Hyperkalemia More Likely in Sicker Elderly Patients
As elderly patients age, the number of drugs they take that may cause hyperkalemia increases.
Elderly patients with multiple co-morbid illnesses are at higher risk for hyperkalemia compared with those who have 1 or none, according to study findings presented at the European Renal Association-European Dialysis and Transplant Association 53rd Congress in Vienna.
The study also showed that use of non-steroidal anti-inflammatory drugs (NSAIDs), ACE inhibitors, angiotensin-receptor blockers (ARBs), and spironolactone are risk factors for hyperkalemia.
Kenan Turgutalp, MD, of Mersin University in Mersin, Turkey, and colleagues studied 249 patients aged 65 years and older and suffering from community-acquired hyperkalemia (potassium level greater than 5.5 mEq/L). They divided patients into 4 groups: young-old (aged 65–74 years, group 1, 129 patients), middle-old (aged 75–84 years, group 2, 75 patients), oldest-old (aged 85 years and older, group 3, 45 patients), and a control group of 182 patients older than 65 years with potassium levels of 3.5–5.5 mEq/L.
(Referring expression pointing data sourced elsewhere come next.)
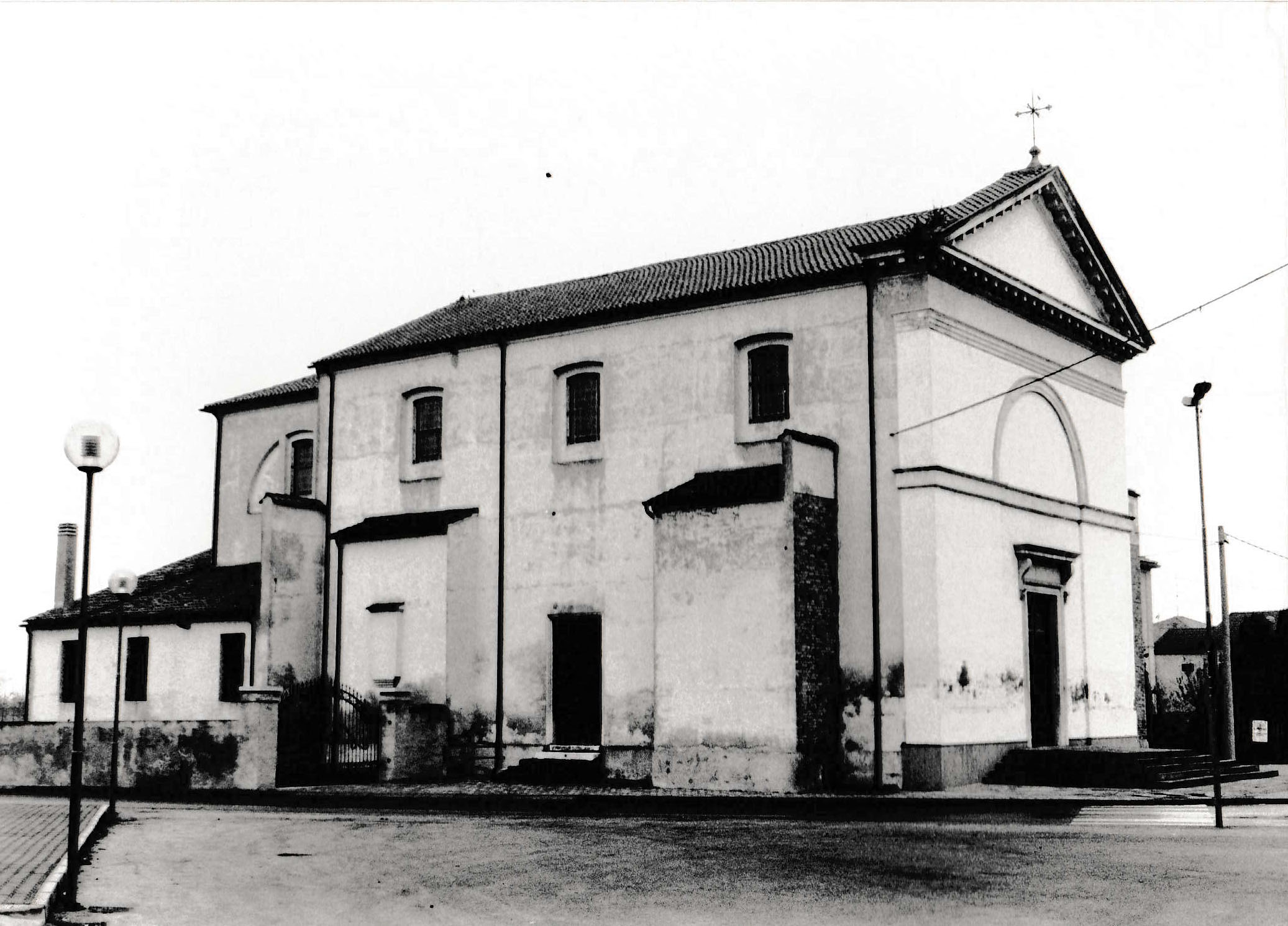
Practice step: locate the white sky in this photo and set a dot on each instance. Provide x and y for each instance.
(200, 200)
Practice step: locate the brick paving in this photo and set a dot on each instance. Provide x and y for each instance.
(32, 844)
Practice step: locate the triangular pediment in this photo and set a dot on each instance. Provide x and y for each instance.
(1036, 240)
(1026, 242)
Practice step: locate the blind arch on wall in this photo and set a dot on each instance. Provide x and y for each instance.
(1030, 389)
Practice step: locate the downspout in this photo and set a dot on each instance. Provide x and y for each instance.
(877, 773)
(219, 460)
(326, 532)
(339, 639)
(26, 688)
(499, 754)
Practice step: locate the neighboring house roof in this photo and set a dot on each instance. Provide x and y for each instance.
(721, 488)
(1163, 626)
(303, 389)
(744, 272)
(403, 526)
(187, 591)
(1183, 642)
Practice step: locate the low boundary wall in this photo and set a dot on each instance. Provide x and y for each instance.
(155, 755)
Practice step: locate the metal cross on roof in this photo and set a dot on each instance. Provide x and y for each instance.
(1035, 112)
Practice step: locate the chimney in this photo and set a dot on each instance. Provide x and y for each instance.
(65, 570)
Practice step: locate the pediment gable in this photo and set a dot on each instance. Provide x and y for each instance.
(1039, 238)
(1025, 242)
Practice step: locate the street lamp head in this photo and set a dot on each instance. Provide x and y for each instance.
(122, 583)
(1201, 389)
(92, 446)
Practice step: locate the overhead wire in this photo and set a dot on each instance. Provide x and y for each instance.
(1092, 355)
(1230, 536)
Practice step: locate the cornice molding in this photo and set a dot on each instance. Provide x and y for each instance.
(961, 331)
(980, 278)
(979, 487)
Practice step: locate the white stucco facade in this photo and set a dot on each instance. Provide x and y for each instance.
(182, 675)
(993, 527)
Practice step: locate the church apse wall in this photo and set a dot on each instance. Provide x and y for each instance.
(254, 461)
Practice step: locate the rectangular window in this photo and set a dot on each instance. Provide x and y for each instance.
(302, 469)
(767, 373)
(427, 429)
(68, 671)
(232, 655)
(137, 669)
(583, 409)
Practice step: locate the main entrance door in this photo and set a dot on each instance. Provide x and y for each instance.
(1044, 668)
(575, 698)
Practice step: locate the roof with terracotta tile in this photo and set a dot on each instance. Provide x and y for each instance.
(666, 283)
(284, 393)
(190, 590)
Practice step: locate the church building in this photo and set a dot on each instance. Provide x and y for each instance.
(719, 522)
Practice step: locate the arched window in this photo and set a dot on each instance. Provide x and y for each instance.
(421, 440)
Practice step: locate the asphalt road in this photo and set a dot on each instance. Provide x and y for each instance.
(178, 865)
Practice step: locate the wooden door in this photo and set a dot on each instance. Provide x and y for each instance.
(575, 702)
(1044, 668)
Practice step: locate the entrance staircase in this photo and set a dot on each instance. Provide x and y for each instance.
(558, 765)
(1089, 766)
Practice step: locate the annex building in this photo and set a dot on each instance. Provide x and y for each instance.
(706, 522)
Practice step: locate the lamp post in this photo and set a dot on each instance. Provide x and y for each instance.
(1193, 401)
(120, 584)
(91, 447)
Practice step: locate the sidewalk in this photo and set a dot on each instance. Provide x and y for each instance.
(481, 796)
(491, 797)
(34, 853)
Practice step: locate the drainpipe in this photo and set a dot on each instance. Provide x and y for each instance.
(219, 460)
(339, 639)
(326, 531)
(877, 773)
(499, 751)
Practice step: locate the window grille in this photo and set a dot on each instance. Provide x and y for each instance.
(137, 669)
(68, 671)
(767, 373)
(232, 668)
(583, 409)
(302, 469)
(427, 429)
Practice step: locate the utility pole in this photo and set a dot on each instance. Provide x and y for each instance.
(1226, 661)
(1202, 389)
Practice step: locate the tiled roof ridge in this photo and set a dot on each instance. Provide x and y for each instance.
(150, 583)
(301, 386)
(781, 259)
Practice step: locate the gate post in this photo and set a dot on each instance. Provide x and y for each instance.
(259, 768)
(414, 740)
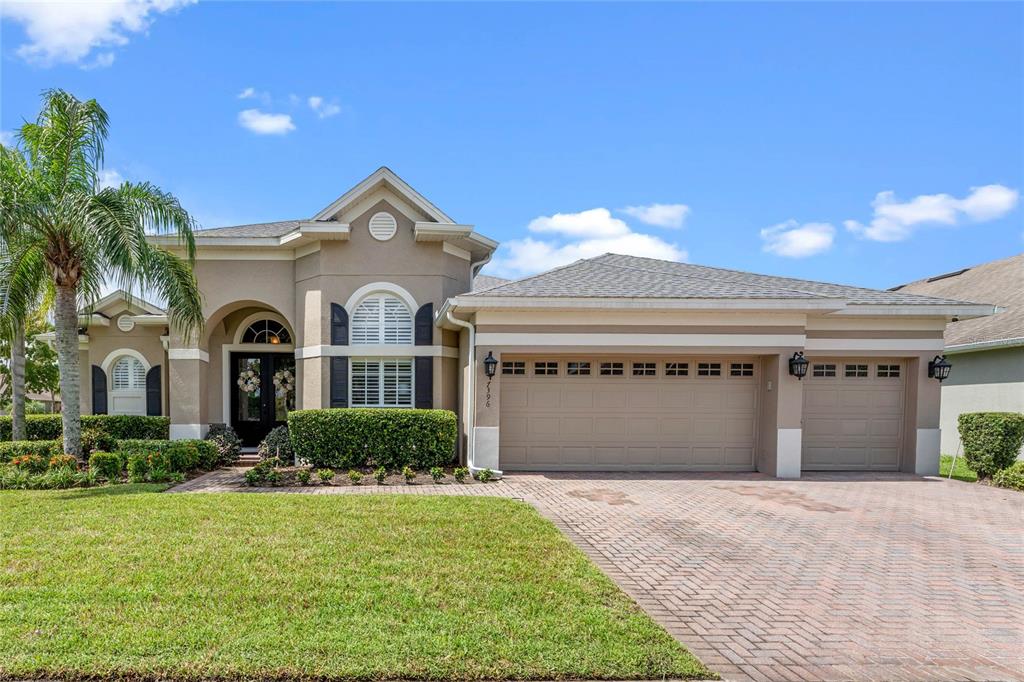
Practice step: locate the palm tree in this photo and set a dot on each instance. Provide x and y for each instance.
(82, 235)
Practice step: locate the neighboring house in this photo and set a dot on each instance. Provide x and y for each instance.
(611, 363)
(987, 353)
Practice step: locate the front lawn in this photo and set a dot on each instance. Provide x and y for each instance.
(124, 582)
(961, 472)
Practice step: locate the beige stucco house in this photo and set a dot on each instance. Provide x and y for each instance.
(613, 363)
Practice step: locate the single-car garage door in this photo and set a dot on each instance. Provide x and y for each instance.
(634, 414)
(853, 414)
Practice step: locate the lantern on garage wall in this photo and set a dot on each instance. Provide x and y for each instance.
(798, 366)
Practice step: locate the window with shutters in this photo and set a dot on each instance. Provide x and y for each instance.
(128, 375)
(381, 320)
(385, 382)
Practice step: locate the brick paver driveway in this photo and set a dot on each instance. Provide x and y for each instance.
(864, 578)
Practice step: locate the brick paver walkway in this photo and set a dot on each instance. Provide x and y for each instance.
(832, 577)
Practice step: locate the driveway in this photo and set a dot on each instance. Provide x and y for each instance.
(832, 577)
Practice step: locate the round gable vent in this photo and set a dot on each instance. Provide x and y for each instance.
(383, 226)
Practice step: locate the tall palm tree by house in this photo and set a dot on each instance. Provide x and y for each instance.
(82, 235)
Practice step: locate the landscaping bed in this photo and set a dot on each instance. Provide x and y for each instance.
(121, 582)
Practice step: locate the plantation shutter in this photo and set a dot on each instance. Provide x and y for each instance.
(339, 382)
(98, 390)
(425, 325)
(339, 326)
(425, 383)
(153, 392)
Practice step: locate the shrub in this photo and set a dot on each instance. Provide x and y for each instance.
(276, 444)
(107, 465)
(227, 441)
(94, 438)
(991, 439)
(64, 462)
(390, 437)
(44, 449)
(31, 463)
(47, 427)
(1012, 476)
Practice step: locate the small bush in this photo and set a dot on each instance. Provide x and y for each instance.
(276, 444)
(227, 441)
(390, 437)
(44, 449)
(64, 462)
(94, 438)
(991, 439)
(1012, 476)
(107, 465)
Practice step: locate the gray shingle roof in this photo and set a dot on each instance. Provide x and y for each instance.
(279, 228)
(999, 283)
(614, 275)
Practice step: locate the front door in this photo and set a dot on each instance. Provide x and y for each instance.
(262, 393)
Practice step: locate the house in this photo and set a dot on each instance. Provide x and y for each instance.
(613, 363)
(987, 352)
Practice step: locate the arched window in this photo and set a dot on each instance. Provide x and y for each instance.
(129, 374)
(266, 331)
(382, 318)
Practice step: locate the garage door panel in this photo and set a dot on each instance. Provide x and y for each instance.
(628, 421)
(853, 423)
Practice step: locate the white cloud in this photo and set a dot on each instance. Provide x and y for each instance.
(110, 178)
(659, 215)
(69, 32)
(594, 223)
(793, 240)
(596, 232)
(894, 220)
(262, 123)
(323, 110)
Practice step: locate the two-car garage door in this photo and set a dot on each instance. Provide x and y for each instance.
(628, 414)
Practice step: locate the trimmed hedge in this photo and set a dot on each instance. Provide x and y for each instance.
(991, 439)
(181, 456)
(47, 427)
(46, 449)
(352, 437)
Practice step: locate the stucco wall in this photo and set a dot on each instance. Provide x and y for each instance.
(982, 381)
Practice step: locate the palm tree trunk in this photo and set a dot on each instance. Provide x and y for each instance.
(17, 381)
(66, 318)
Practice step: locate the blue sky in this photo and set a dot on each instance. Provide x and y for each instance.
(863, 143)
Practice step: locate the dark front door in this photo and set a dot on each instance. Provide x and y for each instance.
(262, 393)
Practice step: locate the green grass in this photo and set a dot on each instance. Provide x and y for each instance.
(961, 473)
(122, 582)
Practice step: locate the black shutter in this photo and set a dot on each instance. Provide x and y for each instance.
(339, 382)
(153, 392)
(425, 325)
(98, 390)
(425, 383)
(339, 326)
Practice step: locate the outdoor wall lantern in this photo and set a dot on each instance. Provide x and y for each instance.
(798, 366)
(489, 365)
(939, 369)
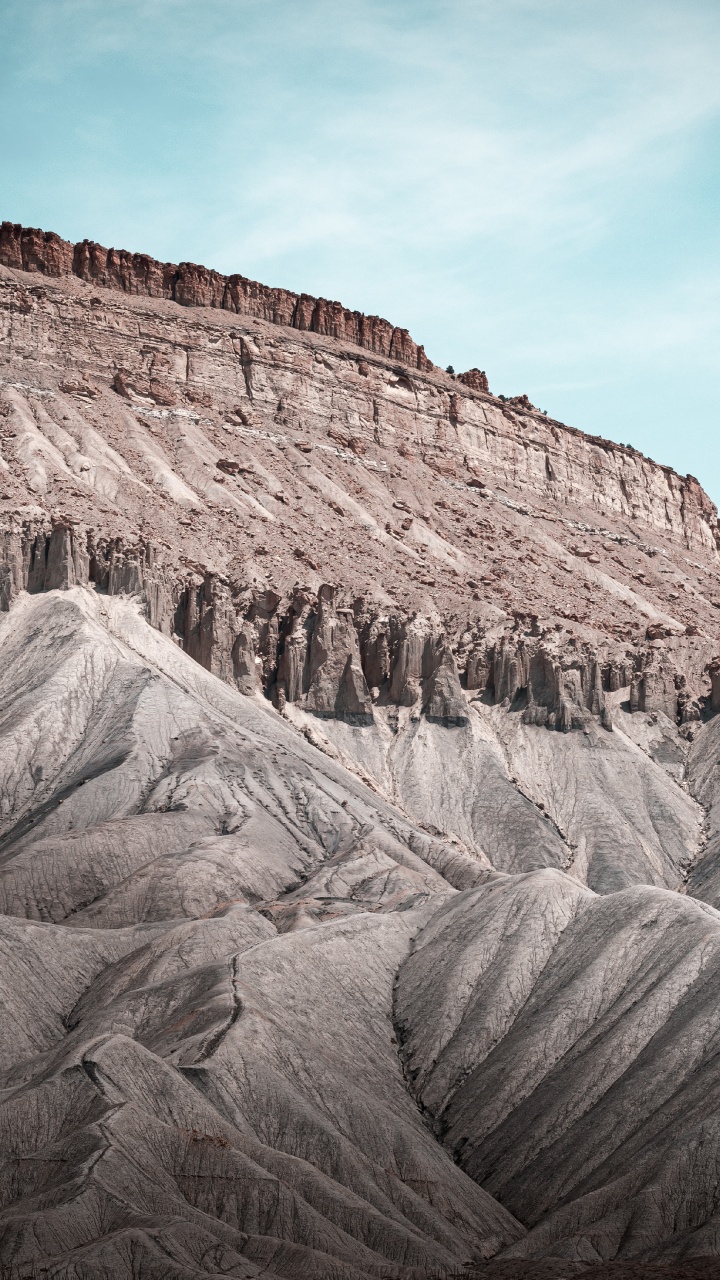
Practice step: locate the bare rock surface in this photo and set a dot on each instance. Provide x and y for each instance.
(359, 803)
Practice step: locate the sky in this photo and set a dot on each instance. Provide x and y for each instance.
(528, 186)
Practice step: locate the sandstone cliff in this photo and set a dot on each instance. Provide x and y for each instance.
(359, 803)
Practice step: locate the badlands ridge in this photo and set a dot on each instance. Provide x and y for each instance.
(359, 804)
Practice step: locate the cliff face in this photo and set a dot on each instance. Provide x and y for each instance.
(220, 465)
(359, 803)
(30, 250)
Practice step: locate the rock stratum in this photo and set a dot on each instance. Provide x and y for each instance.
(359, 804)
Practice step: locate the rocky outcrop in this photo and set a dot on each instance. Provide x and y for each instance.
(27, 248)
(475, 379)
(336, 684)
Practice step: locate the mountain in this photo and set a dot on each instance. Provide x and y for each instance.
(359, 804)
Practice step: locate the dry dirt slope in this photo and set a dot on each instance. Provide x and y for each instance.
(359, 805)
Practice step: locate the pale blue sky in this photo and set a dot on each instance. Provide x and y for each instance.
(527, 186)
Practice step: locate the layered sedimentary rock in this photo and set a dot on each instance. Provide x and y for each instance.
(359, 803)
(31, 250)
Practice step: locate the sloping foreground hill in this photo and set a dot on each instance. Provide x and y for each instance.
(454, 1064)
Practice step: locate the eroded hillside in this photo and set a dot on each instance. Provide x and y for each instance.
(359, 804)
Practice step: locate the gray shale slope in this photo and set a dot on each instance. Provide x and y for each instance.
(359, 804)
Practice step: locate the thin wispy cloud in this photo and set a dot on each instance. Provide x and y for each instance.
(527, 184)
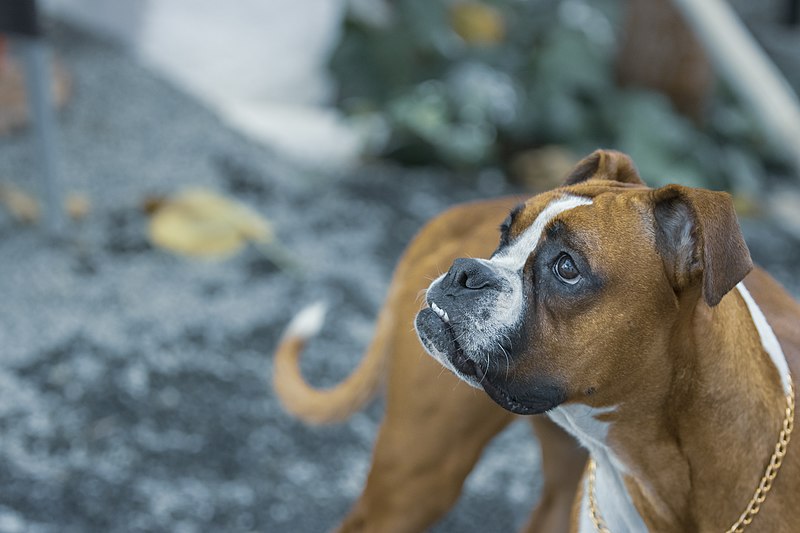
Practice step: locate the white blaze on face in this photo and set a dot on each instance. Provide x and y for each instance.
(513, 257)
(509, 262)
(478, 336)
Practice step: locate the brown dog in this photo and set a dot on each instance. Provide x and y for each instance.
(618, 310)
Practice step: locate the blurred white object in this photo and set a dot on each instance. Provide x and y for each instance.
(259, 64)
(749, 71)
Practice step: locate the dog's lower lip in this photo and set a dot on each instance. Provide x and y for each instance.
(441, 313)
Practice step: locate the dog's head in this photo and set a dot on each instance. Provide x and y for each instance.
(589, 281)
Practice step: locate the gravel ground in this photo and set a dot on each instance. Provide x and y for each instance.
(133, 383)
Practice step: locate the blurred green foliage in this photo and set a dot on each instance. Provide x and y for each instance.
(470, 84)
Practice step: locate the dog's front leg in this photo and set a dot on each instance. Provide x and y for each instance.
(433, 433)
(563, 462)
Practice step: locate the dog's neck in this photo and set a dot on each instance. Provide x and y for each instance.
(686, 451)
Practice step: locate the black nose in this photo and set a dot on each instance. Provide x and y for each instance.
(472, 275)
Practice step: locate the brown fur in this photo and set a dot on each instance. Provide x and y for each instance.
(698, 403)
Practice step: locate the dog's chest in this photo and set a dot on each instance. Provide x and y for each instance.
(613, 502)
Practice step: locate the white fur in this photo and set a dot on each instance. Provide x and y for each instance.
(308, 322)
(768, 339)
(483, 336)
(513, 257)
(613, 500)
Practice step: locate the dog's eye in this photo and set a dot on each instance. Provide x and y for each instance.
(565, 269)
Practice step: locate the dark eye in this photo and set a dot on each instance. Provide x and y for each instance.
(565, 270)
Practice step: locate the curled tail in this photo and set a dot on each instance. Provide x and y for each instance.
(324, 406)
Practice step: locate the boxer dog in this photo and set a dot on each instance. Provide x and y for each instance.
(626, 318)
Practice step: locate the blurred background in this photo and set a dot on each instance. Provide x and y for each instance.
(179, 177)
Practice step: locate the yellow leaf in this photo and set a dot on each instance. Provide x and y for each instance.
(22, 206)
(477, 23)
(201, 223)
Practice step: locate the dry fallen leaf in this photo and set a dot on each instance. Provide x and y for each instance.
(22, 206)
(477, 23)
(201, 223)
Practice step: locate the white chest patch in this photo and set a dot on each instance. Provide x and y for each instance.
(768, 339)
(613, 501)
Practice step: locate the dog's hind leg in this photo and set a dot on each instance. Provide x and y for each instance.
(433, 434)
(563, 463)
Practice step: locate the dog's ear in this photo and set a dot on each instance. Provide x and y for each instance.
(699, 239)
(605, 165)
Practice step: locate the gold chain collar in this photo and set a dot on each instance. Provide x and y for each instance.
(758, 498)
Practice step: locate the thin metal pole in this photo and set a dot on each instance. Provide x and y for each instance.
(37, 79)
(793, 12)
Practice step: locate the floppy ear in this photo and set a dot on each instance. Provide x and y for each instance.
(605, 165)
(699, 239)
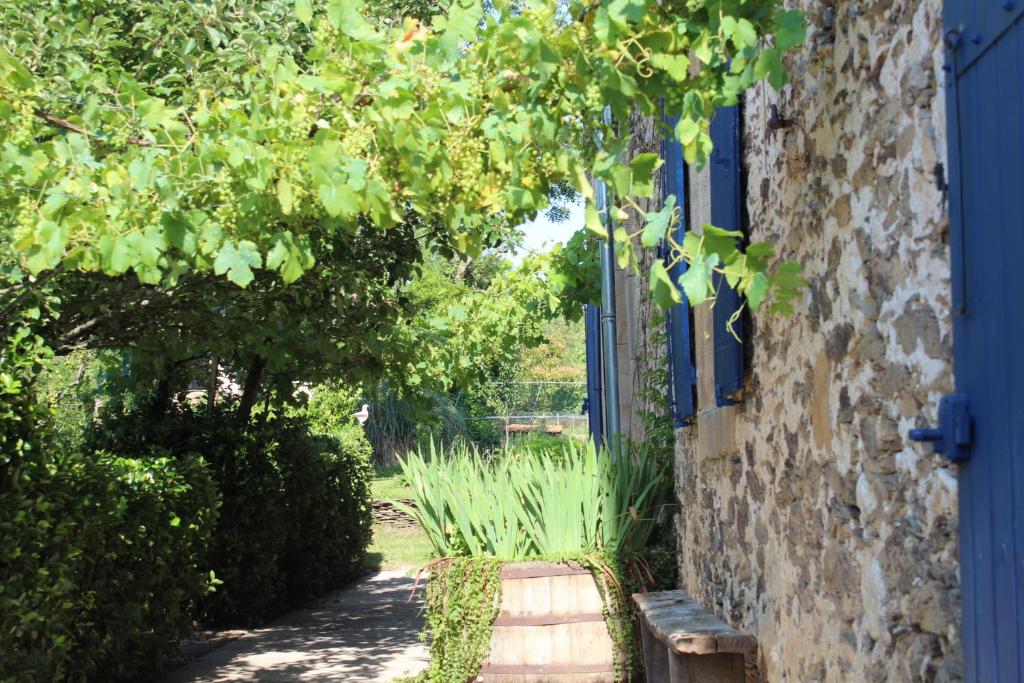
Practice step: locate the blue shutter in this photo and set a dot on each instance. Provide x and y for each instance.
(681, 374)
(595, 403)
(726, 212)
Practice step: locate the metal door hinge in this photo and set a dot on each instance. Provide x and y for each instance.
(952, 436)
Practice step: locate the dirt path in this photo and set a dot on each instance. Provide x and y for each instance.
(369, 632)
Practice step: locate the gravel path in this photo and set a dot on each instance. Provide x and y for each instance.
(369, 632)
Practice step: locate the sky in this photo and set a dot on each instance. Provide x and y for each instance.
(541, 233)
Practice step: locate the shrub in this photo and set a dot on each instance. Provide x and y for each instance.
(103, 561)
(295, 515)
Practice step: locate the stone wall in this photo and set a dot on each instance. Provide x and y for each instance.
(806, 516)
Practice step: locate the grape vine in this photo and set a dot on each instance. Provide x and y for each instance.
(111, 167)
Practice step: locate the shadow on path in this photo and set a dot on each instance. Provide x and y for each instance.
(369, 632)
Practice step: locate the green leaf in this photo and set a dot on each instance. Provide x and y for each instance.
(238, 262)
(791, 30)
(676, 66)
(657, 223)
(696, 281)
(304, 11)
(687, 130)
(744, 35)
(624, 11)
(286, 195)
(346, 15)
(757, 290)
(339, 200)
(644, 167)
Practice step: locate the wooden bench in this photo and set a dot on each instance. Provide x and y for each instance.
(685, 643)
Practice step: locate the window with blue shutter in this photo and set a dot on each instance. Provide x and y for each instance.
(678, 322)
(726, 212)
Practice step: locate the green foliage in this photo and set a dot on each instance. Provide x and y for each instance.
(526, 505)
(195, 143)
(295, 515)
(463, 599)
(103, 559)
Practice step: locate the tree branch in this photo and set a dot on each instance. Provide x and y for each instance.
(68, 125)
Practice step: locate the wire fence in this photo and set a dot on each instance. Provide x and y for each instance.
(555, 408)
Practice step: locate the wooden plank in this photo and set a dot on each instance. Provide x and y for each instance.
(547, 620)
(710, 669)
(547, 669)
(538, 569)
(679, 622)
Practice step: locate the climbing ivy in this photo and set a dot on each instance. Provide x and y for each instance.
(463, 599)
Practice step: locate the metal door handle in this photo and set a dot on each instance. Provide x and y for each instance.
(952, 436)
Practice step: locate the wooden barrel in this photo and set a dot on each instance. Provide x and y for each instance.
(550, 629)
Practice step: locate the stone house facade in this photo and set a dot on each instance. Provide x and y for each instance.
(805, 515)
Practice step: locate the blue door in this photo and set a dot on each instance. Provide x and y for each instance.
(982, 426)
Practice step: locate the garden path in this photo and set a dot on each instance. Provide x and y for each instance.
(369, 632)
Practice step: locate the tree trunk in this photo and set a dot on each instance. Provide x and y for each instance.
(212, 383)
(250, 393)
(162, 399)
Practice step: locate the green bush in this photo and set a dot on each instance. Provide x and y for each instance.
(103, 562)
(295, 516)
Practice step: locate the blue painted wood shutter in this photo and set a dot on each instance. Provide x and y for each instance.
(678, 328)
(726, 212)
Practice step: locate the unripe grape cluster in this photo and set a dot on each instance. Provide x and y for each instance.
(467, 164)
(356, 140)
(25, 219)
(223, 197)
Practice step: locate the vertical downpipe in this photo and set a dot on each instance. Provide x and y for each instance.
(608, 333)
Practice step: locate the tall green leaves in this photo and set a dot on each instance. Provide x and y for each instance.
(523, 505)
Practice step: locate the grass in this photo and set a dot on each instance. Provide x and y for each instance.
(388, 483)
(396, 548)
(393, 547)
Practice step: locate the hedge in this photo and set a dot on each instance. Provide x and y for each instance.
(103, 562)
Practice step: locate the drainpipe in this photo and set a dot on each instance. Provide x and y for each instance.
(609, 337)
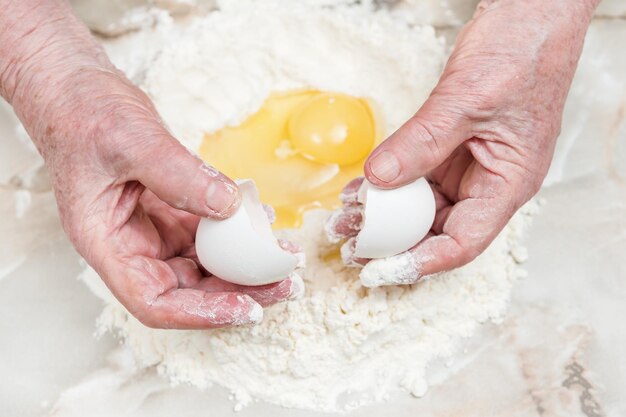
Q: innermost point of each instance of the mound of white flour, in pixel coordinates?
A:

The researchers found a positive correlation between age and the number of co-morbid diseases. In addition, as patients age, the number of drugs they take that may cause hyperkalemia increases.
Patients with 2 or more co-morbid illnesses had a 2.2-fold increased risk for hyperkalemia compared with patients who had fewer than 2. Women had a 2-fold increased risk compared with men. Use of NSAIDs, ACE inhibitors, ARBs, and spironolactone was associated with a 2.7, 2.4, 2.7, and 2.4 times increased risk for hyperkalemia compared with non-use of these medications.
The investigators found that serum potassium levels, mortality rates, and duration of hospitalization increased with age. The mean serum potassium levels were 5.96, 6.79, and 7.70 mEq/L in groups 1, 2, and 3, respectively. The mortality rates were 30.1%, 53.3%, and 65.8%, respectively. The duration of hospitalization was 6.21, 9.36, and 13.55 days, respectively.